Relatedly, we expect 5G to push the wave of digitization beyond the inherently data-rich industries such as financial services and into more industrialized sectors such as manufacturing and agriculture. The Internet of Things (IoT) will capture the data in these sectors and is likely to result in billions of sensors being attached to a variety of machines. Earlier this year we invested in Esper.io that helps developers manage intelligent IoT devices, extending the type of DevOps functionality that exists in the cloud to any edge device with a UI, which are increasingly Android-based. Industrial IoT also continues to emerge into the mainstream with manufacturing companies investing in ML and other analytics solutions after years of discussion. We think companies taking a vertical approach and providing applications tailored to the specific need of a certain industry will grow most quickly.

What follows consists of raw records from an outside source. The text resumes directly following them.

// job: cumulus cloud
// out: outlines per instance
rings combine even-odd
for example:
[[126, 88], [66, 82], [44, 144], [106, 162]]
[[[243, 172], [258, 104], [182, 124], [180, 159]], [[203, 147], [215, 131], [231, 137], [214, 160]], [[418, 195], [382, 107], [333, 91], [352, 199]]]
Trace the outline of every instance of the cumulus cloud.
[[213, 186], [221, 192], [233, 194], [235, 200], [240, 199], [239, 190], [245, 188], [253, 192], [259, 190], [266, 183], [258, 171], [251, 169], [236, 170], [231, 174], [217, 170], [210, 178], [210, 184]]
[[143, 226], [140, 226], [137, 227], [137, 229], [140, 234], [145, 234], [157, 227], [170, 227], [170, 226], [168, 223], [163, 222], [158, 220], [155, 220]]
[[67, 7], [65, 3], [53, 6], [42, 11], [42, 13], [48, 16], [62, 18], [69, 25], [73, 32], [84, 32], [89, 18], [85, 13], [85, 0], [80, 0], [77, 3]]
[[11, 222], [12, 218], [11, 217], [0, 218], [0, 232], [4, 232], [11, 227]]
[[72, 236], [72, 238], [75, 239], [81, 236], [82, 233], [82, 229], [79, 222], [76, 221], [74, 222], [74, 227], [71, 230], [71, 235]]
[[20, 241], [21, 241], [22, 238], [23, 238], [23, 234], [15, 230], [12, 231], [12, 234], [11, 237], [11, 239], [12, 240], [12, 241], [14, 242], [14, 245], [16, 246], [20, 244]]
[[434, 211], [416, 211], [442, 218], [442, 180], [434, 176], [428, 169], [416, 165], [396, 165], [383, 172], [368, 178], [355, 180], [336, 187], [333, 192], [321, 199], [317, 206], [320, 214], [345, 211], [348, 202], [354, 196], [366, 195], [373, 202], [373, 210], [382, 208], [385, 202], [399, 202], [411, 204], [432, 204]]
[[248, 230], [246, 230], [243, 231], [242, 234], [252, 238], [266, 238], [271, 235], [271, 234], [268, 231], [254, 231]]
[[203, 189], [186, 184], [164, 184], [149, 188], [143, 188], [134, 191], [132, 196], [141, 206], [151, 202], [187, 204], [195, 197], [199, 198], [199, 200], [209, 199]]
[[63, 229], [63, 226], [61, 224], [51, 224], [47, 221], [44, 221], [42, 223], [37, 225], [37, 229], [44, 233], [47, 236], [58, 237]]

Vertical-Specific Hardware+Software

We are also seeing several verticals requiring specialized hardware for key business functions. For example, electronic trade execution services must provide deterministic responses to orders placed within a small window of time. In addition to requiring hardware-based time sync across the network, participants often use specialized hardware including FPGAs to execute their algorithms. FPGAs are also common in high speed digital telecom systems for packet processing and switching functions. Similarly, FPGA-based solutions are being adopted across healthcare research disciplines. FPGA’s can accelerate identifying matches between experimental data and possible peptides or modified peptides that can be evaluated in near real time, enabling deeper investigation, faster discovery, and more effective diagnostics to improve healthcare outcomes. We are realizing that a long tail of such applications across verticals would benefit from a cloud-based “hardware-as-a-service” that offers a path for almost every application to run in the cloud.

Business Model Innovation

While this post has been largely organized around business needs that are being met by technology innovations and new product opportunities, we are also interested in investing in companies that take advantage of related business model innovations that these technological advances in enterprise infrastructure have enabled. For instance, the move to the cloud allows companies to provide consumption-based pricing, self-service models, “as-a-service” versions of products, freemium SKUs, rapid POCs and product trials, and direct reach to end-user developers or operations team members. We are equally interested in founders and companies that have found new ways to go-to-market and efficiently identify and reach customers.

Relatedly, the continued adoption of open source as the predominant software licensing approach for enterprise infrastructure has created new opportunities for business model innovation, significantly evolving the traditional “paid support” model for open source to open core and “run it for you” approaches. Enterprises are increasingly demanding an open source option because of the typical benefits of lower TCO and control. Developers (and vendors) love open source because of the bottoms-up adoption that creates validation and virality. At the same time, the bigger platforms (cloud providers) are embracing open source technologies on their platform often in a manner that provides an inherent tension with commercial companies built around those same open source technologies. We continue to strongly believe that having a differentiated, unique value proposition on top of an open source project is critical for a commercial company to be built. It is that differentiated value proposition that ultimately creates a strong moat and defensibility from the platform companies supporting open source technologies on their stack. We anticipate that all these factors, plus this intrigue of heightened tensions between hyperscale clouds and open source vendors, will add up to continued opportunity in the dynamic world of open source in the years to come.

[1] 451 Research, April 9, 2020, “COVID-19: Cloud-native impacts.” Brian Partridge, William Fellows, et. al.